A Lei da anistia é o nome popular da Lei n° 6.683, que foi promulgada pelo presidente Figueiredo em de 28 de agosto de 1979, ainda durante a ditadura militar e previa a anistia ampla, geral e irrestrita. Obviamente a lei alcançou os políticos cassados durante a ditadura militar, os militantes de partidos clandestinos, militantes que participaram de ações de resistência à ditadura militar mas PRINCIPALMENTE a lei alcançou os torturadores, as autoridades coniventes com a tortura, aos violadores do Estado Democrático de Direito. Todos foram colocados no mesmo saco de gatos. 
Antevendo seu fim, a estratégia do regime militar foi a de garantir, através da Lei,  a liberdade e a desfaçatez de seus agentes o que, até o momento, tem surtido os resultados  esperados, principalmente perante parte do Poder Judiciário e certa parcela da mídia.

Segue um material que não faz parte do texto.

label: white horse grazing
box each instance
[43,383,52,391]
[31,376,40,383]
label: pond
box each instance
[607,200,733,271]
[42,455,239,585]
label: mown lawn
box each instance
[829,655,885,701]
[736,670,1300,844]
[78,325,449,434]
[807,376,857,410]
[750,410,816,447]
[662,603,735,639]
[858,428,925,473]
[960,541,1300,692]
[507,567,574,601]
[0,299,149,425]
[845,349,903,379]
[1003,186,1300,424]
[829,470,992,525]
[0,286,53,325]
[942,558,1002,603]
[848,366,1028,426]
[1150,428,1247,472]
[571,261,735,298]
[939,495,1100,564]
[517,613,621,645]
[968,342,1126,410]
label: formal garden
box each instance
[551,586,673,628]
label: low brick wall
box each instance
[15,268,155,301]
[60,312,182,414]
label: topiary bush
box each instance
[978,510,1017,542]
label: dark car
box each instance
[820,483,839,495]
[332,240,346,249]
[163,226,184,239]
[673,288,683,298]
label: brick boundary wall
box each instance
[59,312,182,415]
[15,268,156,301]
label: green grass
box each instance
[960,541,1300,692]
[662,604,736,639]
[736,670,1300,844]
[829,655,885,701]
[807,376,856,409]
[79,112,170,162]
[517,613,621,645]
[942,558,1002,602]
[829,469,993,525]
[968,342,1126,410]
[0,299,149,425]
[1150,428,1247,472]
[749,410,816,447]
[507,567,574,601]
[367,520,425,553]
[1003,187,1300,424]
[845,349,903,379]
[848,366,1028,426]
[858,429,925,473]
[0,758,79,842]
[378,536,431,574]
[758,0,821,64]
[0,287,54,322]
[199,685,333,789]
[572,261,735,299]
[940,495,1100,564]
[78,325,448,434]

Essas mesmas instituições não se cansam de buscar os atos de violência praticados pelos militantes de esquerda como forma de justificar o terrorismo de Estado perpetrado pelos agentes do regime militar, mesmo que esses militantes tenham permanecido presos, muitas vezes ilegalmente ou clandestinamente, sob ameaças e torturas. Sem dúvida muitas instituições no Brasil demonstram o quanto ainda são devedoras dos favores do regime militar e somente isso pode justificar a reiterada comparação entre militantes de esquerda e agentes do regime militar. Com certeza não associam à luta dos militantes à luta pela democracia; insistem no entendimento de que se tratava de uma guerra entre comunismo e capitalismo, considerando o regime militar como um mal menor, pois o pior seria viver sob o socialismo, independente da vontade popular.
Essa lógica demonstra que a vontade popular, para a elite brasileira, só tem importância se for para manter o poder nas mãos dessa mesma elite. A esquerda no Brasil, por sua vez, já havia entendido que deveriam jogar o jogo do Estado Democrático e estavam obtendo bons resultados. Resultados esses que não interessavam a oligarquia local que prefere uma democracia pela metade ou uma boa ditadura.

Portanto, comparar militantes de esquerda que lutaram pela democracia no Brasil com torturadores do regime militar é o mesmo que comparar a resistência francesa aos colaboradores nazistas na 2ª Guerra Mundial e achar que ambos devessem ser submetidos a julgamento. Os argumentos técnico-jurídicos a respeito da validade da Lei da Anistia para ambos os grupos não passam de retórica para evitar o debate que o Brasil precisa fazer e, não o fazendo, viveremos entre violadores descarados.